These days it is modern to distribute software using container images. That’s actually required for stuff to run in Kubernetes. Previously I would release SMG as a simple tgz - you only need Java to run the application after unpacking the tgz.

However in order to use it effectively you need to install all the clients for services you want to monitor, stuff like a redis client, mysql client etc. In my view this shouldn’t be a big deal for companies actually running and relying on these services. But with the container concept I can actually bundle a lot of clients in the image and cover all use cases I care about. And its trivial to add more clients by creating a new image based on the base one and installing there.

So my “official” SMG image is quite “fat”. I think that’s a fine price to pay for the convenience and reliability you get. And in a Kubernetes environment I use SMG as my troubleshooting/“jump” pod. I get a shell there and can explore the in-cluster network and services having all the network service clients I need handy.

The image expects you to mount two directories - a config and a data dir, where the first would be managed externally (e.g. by Chef via generated configs) and the data dir is normally managed by SMG itself and that will include all timeseries data in the form of RRD files.

The CommonCommands plugin

In the mean time Covid came to us. With limited travel and entertainment options I ended up having some time to optimize some stuff.

With the “plugin commands” I had implemented for my Scrape plugin and the ability to pass structured data (vs just the stdout string) from parent to child commands I realized that I could optimize a lot of my templates if i had some built-in “commands” replacing the need to use actual external command for parsing and outputting numbers. So I implemented the CommonCommands plugin.

Initially i would implement simple replacements for the common grep/cut/awk/sed bash stuff I was using to parse the parent stdout data and output the specific numbers we care about from it. After parsing the data would be kept in a convenient lookup format (a Map) so the leaf commands outputting data would only have to do a map lookup vs the same parsing for each instance.

Commands would look like that:

command: :cc _subcommand_ _params_...

Soon after I implemented native csv parsing support in that plugin which greatly helped improve my haproxy LBs stats monitoring throughput (to the point that I could drop a few dedicated to haproxy stats monitoring SMG instances).

Another useful sub-command would be the :cc rpn … sub-command. That can compute arbitrary expressions based on input values passed from a parent command as a list of numbers. The use case for that was to calculate the cache hit % from some CDN vendors providing separate “end-user” and “origin” traffic numbers and we wanted percentage.

This plugin is likely going to be extended a lot over time - the original “bash commands” concept is still perfectly fine to use at smaller scale and at larger scale any inefficiencies that come up with size can be addressed via a built-in “command”.

JMX Plugin revisited

I mentioned that my original JMX plugin implementation had some issues.

With the “plugin commands” concept I actually scrapped most of that and rewrote it from scratch. I could fit the JMX monitoring again with the parent/child commands pattern.
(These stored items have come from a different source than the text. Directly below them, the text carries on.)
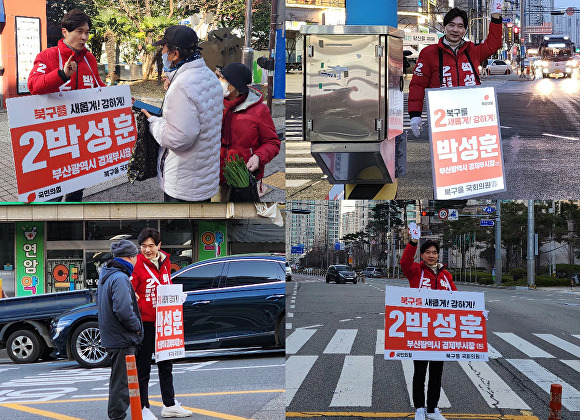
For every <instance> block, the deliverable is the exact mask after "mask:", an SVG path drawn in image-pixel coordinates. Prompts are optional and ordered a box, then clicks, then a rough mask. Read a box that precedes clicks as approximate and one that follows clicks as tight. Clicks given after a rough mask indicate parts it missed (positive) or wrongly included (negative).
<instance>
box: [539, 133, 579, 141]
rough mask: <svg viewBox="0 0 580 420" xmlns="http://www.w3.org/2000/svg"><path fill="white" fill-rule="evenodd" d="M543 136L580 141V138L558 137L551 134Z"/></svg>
mask: <svg viewBox="0 0 580 420" xmlns="http://www.w3.org/2000/svg"><path fill="white" fill-rule="evenodd" d="M542 136H546V137H555V138H557V139H566V140H580V139H579V138H578V137H566V136H557V135H555V134H549V133H542Z"/></svg>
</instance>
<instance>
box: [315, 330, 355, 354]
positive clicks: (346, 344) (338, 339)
mask: <svg viewBox="0 0 580 420" xmlns="http://www.w3.org/2000/svg"><path fill="white" fill-rule="evenodd" d="M357 331H358V330H336V332H335V333H334V335H333V336H332V339H331V340H330V342H329V343H328V345H327V346H326V348H325V349H324V351H323V352H322V353H325V354H350V350H351V349H352V345H353V344H354V340H355V338H356V333H357Z"/></svg>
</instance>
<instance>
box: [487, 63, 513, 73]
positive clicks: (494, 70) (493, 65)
mask: <svg viewBox="0 0 580 420" xmlns="http://www.w3.org/2000/svg"><path fill="white" fill-rule="evenodd" d="M511 72H512V66H511V64H508V63H506V62H505V61H503V60H489V61H488V62H487V66H486V67H485V73H486V74H487V75H490V74H510V73H511Z"/></svg>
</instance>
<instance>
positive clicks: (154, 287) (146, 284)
mask: <svg viewBox="0 0 580 420" xmlns="http://www.w3.org/2000/svg"><path fill="white" fill-rule="evenodd" d="M137 242H138V243H139V245H141V253H140V254H139V255H137V263H136V264H135V268H134V269H133V275H132V276H131V283H132V284H133V288H134V289H135V293H136V294H137V299H138V304H139V311H140V312H141V319H142V320H143V330H144V334H143V342H142V343H141V346H140V347H139V349H138V350H137V356H136V361H137V375H138V376H139V393H140V395H141V409H142V416H143V420H154V419H156V418H157V417H155V415H154V414H153V413H152V412H151V410H150V408H149V407H150V405H149V378H150V375H151V356H152V355H153V352H154V351H155V304H156V300H157V286H159V285H161V284H172V283H171V268H170V267H171V264H170V262H169V255H168V254H166V253H165V252H163V251H162V250H161V236H160V235H159V231H158V230H157V229H154V228H149V227H147V228H145V229H143V230H142V231H141V233H140V234H139V236H138V238H137ZM157 370H158V372H159V386H160V388H161V398H162V400H163V408H162V410H161V415H162V416H163V417H188V416H191V414H192V412H191V411H189V410H186V409H184V408H182V407H181V405H180V404H179V403H178V402H177V401H176V400H175V391H174V389H173V374H172V370H173V361H172V360H171V359H170V360H163V361H160V362H157Z"/></svg>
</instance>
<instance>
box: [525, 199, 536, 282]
mask: <svg viewBox="0 0 580 420" xmlns="http://www.w3.org/2000/svg"><path fill="white" fill-rule="evenodd" d="M535 245H536V241H535V235H534V200H528V255H527V268H528V287H529V286H533V285H534V284H536V273H535V269H536V260H535V250H536V246H535Z"/></svg>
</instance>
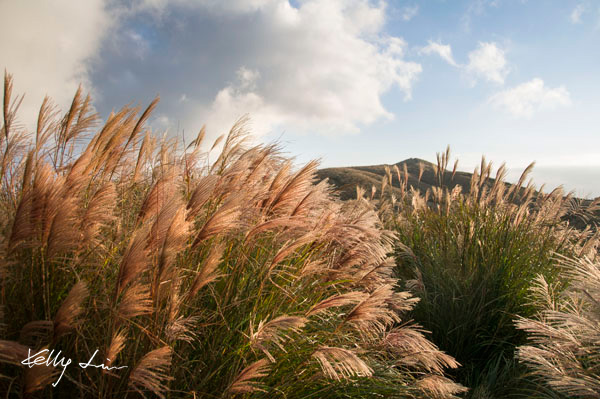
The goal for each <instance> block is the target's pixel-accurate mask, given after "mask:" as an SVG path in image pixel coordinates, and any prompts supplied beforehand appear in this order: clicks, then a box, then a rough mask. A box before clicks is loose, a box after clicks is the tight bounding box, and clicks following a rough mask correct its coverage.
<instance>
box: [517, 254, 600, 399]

The plugin would expose two commands - con and get:

command: :jmx con _host_:_port_
    command: :jmx get _host_:_port_ _jmx_path/value1_
    command: :jmx get _host_:_port_ _jmx_path/value2_
    ...

The “con” command would instruct the JMX Plugin to check if it already has alive connection to this host:port and if not - establish one. If that fails, the JMX server is likely down so that will result in FAILED state and the child commands will not be run at all.

The “get” commands will actually use that connection to retrieve values from the respective MBeans etc.

Internally the JMX Plugin would keep JMX connections persistent and keep all connection handles in a Map keyed by host:port. It also keeps an up to date “last used” timestamp for each connection. Then on every plugin run it would scan these active connections, find ones unused for at least 3 intervals and does a cleanup including closing the connection. That’s all the Plugin “run” will do, the actual polling and object definitions are now in the SMG core and the plugin is used via these two commands.

The current state of the plugin can still use some polishing but is already a huge improvement over the original quite bloated version.

Kubernetes and the Kube plugin

These days its modern to deploy workloads on Kubernetes cluster. I am not going to explain what Kubernetes (K8s) is - I am not the biggest expert and certainly not a fanboy.

Yet a lot of people are excited about it and we also wanted to experiment with it in Smule. I ended up setting up a couple of clusters from scratch and got reasonably familiar with the platform.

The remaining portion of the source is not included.